Mori et al. [6] developed Tabu Search (TS) Algorithm in 1999 based on the hill climbing method, a local search, enhancing the observability of the topology along with the relationship between network configuration and meter placement. Tests on IEEE 57 and 118 node systems, considering redundancy value set to 1.31 and 1.45 respectively, resulted in 1.426 × 106 and 4.238 × 1014 combinations respectively with CPU time 4.34 times faster than Simulated Annealing and Genetic Algorithm. The tested result for IEEE 118 node with SA, GA and TS is represented in Table 1.
The traditional TS Algorithm is run a number of times, while for the initialization of each search in the algorithm, the best solution obtained from all previous executions is used. Nikolaos et al. [7] developed the Recursive Tabu Search Algorithm in 2012, to reach a solution for the OPP problem by verifying observability of the network with a numerical algorithm. Tests on IEEE 14, 30, 57 and 118-bus systems resulted in the determination of optimal number of meter placements unlike the other methods, which either provided the same minimum number of meter placements or sometimes a higher number. Abur et al. [8] developed the Integer Programming (IP) and Sparse Triangular Factorization (STF) Algorithm in 2000, to numerically yield measurement configuration withstanding branch outage of any single branch or even in case of loss of single measurement without losing network observability, based on STF and the measurement Jacobian aiding in easy incorporation in the existing state estimators. The algorithm is a two-step procedure, the first assisting in selection of candidates by STF and modified Jacobian and the second aiming at optimal selection. From the tests on IEEE 30 bus system, with injection measurements at buses 6, 9 and 11 and flow measurement in branches 27–29, satisfactory network observability is observed during any single line outage or even in the absence of any single measurement, with the inclusion of the above mentioned additional measurements. Bilgehan et al. [9] further extended the research in 2011, developing an alternative approach applicable for large scale power system aiming at numerical observability, achieving higher efficiency with the placement of multiple measurement values in each iteration, restoring in a lesser number of iterations in comparison to earlier methods. The Simulated Annealing (SA) Algorithm was developed to reduce the installation cost and distribution of the measuring device with the objective function minimized using SA. The constraints on the objective function are the cost function, observability requisite and reliability requisite. The algorithm proposed in the paper, on testing on IEEE 30 bus system resulted in greater reliability with reduced computational time, obtaining a significant number of configurations with neither critical measurements nor sets.
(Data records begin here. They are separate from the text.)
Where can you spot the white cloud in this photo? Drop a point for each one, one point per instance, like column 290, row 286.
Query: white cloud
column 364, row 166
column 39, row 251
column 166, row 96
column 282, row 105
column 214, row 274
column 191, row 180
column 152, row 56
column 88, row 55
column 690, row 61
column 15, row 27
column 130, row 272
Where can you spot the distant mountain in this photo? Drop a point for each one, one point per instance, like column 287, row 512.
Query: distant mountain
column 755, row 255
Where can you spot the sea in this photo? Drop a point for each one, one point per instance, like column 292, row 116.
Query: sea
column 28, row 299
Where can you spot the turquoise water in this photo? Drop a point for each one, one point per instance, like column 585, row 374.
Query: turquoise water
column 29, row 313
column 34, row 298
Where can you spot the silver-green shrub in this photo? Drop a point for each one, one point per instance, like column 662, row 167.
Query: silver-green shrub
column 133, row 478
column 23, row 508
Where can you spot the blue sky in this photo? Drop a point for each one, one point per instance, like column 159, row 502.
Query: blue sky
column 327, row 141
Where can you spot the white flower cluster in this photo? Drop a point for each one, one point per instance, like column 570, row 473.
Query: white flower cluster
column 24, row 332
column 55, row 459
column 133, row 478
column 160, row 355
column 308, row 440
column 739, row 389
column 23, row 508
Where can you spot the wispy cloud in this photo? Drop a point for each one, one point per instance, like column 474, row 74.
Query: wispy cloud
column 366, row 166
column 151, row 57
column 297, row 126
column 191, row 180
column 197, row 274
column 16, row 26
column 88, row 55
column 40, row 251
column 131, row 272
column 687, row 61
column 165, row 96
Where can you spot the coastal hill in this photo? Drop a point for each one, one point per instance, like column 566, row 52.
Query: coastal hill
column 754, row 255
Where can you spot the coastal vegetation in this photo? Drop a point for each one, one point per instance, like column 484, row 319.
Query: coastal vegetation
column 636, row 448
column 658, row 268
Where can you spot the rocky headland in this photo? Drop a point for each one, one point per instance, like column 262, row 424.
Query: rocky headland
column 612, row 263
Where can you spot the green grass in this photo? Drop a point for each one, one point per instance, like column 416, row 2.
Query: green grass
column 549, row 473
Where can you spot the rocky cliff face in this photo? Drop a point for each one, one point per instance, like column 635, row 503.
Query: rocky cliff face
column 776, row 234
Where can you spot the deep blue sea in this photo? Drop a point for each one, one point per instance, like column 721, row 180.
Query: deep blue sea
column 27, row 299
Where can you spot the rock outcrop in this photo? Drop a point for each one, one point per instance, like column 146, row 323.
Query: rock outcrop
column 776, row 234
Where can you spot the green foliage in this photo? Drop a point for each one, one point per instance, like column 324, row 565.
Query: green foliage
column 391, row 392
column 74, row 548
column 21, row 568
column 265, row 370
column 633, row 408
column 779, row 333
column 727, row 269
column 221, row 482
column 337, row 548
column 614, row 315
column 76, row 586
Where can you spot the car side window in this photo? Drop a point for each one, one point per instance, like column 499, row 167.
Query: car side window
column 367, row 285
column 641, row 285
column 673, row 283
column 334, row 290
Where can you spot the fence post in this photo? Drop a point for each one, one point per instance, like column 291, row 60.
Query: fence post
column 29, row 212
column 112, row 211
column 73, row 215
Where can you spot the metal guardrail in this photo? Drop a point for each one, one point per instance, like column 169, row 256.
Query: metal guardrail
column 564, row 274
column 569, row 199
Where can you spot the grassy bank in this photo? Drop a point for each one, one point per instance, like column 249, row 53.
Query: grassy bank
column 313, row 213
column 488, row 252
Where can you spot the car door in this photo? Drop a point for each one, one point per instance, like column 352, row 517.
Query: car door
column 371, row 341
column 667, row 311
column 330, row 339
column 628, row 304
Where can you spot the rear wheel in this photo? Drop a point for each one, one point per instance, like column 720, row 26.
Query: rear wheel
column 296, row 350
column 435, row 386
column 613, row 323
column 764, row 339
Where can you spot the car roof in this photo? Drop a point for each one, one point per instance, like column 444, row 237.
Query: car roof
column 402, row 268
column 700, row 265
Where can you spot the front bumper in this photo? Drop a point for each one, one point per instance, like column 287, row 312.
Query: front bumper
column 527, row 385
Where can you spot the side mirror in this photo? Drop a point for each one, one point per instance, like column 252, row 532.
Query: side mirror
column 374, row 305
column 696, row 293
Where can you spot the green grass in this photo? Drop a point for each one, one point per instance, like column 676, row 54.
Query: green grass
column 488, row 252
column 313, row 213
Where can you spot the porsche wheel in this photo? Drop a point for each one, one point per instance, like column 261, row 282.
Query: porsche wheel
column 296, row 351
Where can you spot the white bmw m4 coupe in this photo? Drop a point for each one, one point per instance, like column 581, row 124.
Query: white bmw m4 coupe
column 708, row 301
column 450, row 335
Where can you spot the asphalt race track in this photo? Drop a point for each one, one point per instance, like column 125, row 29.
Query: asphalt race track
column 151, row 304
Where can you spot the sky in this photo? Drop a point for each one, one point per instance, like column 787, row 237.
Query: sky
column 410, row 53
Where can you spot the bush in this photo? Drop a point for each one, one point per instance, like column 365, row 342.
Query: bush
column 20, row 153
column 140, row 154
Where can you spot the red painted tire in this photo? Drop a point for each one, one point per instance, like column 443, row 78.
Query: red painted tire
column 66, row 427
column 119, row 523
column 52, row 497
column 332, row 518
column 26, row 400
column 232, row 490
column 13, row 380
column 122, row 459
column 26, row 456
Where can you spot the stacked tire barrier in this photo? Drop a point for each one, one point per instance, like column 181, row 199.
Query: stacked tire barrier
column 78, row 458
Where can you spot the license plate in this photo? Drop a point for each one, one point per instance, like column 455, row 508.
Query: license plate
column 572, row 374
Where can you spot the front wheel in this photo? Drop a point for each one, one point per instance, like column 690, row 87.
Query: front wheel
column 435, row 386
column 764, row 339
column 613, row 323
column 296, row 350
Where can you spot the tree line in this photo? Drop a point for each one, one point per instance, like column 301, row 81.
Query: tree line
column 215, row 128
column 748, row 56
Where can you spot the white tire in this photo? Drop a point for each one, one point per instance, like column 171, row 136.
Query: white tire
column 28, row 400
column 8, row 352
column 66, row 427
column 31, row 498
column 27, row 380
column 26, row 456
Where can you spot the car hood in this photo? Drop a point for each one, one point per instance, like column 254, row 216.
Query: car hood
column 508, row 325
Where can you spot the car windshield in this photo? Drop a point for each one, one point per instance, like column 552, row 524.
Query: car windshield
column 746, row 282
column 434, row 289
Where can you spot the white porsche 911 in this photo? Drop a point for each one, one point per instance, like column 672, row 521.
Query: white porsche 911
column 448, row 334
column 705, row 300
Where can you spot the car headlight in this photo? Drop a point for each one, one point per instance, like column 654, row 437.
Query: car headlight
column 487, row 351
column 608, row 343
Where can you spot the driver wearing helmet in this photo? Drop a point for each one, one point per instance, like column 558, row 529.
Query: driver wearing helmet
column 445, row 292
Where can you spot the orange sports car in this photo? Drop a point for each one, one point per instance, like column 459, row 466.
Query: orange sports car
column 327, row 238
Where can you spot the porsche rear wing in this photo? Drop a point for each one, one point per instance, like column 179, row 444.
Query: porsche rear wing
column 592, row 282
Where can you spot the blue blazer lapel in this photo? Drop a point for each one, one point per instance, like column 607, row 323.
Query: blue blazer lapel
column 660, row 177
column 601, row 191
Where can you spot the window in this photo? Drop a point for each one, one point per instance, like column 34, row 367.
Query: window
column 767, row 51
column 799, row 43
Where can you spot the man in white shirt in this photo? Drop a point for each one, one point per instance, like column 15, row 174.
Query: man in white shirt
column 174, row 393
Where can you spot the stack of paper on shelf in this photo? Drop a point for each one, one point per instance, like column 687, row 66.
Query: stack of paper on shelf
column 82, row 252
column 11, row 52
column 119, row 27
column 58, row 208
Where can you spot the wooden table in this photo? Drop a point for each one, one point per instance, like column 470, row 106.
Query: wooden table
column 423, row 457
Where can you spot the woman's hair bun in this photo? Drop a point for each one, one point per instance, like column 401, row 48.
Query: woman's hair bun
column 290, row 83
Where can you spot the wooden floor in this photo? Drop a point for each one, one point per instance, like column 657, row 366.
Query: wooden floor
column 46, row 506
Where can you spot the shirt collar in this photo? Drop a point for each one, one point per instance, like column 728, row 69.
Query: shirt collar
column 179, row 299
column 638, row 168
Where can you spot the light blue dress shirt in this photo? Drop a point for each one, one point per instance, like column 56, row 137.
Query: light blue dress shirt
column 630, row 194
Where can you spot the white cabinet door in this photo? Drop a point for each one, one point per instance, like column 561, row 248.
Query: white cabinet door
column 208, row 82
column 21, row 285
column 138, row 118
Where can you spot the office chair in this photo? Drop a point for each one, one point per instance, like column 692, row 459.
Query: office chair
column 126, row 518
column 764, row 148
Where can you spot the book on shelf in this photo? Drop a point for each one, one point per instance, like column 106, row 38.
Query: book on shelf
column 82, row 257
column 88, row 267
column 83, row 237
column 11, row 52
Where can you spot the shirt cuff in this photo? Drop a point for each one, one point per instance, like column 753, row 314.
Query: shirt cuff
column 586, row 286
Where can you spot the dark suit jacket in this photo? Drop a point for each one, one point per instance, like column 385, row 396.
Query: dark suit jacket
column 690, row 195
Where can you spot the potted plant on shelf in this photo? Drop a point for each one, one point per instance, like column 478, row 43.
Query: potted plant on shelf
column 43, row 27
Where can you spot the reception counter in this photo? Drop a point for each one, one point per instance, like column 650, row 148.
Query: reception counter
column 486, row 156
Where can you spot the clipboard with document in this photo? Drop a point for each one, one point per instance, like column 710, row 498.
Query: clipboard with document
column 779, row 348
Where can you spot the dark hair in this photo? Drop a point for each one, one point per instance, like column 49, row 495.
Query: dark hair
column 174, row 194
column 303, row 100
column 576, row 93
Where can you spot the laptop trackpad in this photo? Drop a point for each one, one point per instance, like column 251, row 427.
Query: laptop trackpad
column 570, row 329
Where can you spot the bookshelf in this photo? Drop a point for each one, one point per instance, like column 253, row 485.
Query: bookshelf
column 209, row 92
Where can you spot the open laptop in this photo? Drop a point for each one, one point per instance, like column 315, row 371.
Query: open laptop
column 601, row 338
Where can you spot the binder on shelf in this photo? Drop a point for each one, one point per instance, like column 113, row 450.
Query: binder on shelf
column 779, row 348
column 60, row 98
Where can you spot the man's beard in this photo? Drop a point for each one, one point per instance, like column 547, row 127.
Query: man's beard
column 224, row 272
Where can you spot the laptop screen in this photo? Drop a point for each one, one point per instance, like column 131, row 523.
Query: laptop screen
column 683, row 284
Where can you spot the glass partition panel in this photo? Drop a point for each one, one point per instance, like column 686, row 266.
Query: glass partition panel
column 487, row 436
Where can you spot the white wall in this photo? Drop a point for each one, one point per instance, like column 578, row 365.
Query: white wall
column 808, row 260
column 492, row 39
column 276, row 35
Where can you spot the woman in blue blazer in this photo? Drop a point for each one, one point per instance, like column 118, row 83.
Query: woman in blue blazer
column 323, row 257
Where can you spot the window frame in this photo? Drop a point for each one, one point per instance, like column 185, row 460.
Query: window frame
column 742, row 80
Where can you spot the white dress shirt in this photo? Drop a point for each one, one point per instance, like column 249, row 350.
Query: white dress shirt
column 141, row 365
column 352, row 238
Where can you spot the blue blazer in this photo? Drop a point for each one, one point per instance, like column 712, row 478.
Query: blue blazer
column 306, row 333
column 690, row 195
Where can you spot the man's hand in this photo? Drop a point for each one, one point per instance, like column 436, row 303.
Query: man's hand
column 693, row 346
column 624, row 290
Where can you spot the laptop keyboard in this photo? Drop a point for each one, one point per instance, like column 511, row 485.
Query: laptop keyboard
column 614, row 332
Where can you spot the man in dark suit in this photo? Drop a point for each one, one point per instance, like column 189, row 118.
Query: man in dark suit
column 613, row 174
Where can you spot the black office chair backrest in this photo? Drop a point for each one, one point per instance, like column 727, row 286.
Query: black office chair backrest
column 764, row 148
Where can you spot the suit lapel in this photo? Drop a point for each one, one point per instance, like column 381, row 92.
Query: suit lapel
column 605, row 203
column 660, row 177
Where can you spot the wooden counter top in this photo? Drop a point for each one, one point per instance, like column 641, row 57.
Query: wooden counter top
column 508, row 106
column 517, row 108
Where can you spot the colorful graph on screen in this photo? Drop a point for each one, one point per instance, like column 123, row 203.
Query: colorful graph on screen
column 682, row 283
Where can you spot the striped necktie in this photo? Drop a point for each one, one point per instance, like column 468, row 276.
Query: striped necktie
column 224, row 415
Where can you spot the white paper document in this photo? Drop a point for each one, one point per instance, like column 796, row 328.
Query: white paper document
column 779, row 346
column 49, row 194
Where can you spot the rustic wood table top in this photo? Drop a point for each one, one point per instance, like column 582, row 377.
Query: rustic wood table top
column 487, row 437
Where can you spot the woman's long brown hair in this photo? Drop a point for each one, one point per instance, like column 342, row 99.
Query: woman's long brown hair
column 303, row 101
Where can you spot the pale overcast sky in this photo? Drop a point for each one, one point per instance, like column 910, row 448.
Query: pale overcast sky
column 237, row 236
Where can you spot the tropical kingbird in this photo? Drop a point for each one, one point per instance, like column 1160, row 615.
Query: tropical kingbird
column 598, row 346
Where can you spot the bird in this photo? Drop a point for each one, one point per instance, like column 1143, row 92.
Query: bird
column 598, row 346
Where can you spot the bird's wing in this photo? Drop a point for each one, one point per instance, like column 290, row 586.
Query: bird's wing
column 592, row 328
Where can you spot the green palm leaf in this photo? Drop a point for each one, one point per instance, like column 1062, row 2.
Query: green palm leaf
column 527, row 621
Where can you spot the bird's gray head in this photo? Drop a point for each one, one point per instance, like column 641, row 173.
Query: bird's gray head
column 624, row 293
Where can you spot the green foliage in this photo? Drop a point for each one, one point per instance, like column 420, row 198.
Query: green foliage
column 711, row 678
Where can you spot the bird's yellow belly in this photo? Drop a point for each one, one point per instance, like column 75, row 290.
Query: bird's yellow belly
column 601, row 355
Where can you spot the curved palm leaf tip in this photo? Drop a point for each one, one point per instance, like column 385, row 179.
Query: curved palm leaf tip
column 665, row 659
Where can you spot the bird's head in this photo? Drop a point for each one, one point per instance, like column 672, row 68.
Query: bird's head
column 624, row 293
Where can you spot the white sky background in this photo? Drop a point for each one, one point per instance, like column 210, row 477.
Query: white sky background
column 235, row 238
Souza et al. [10] developed the Genetic Algorithm (GA) in 2005, to be incorporated for any topology that the network may experiment. The advantage is that the trade-off between investment cost and reliability of the SE process under any topology scenario can be achieved. It involves the formulation of a fitness function aimed at reduction of the cost of metering system, in the unavailability of critical measurements. The performance requirements are the constraints on the objective function. Tests on the ELETROPAULO network with 61 buses with 74 branches, with GA chromosome depicted by a vector of 209 genes, where 148 genes involved with possible power flow measurement locations and 61 genes involved with possible power injection measurement locations, resulted in desired solutions with reduced convergence time. Ashwani et al. [11] justified in 2005, considering IEEE 14, 18, 30 and 145 bus systems, the increased estimation accuracy and reduced computational time in comparison with the Sequential Method and Complete Enumeration (CE) respectively, used for static estimation of the considered power system in the presence of harmonic sources through the determination of optimal meter placement.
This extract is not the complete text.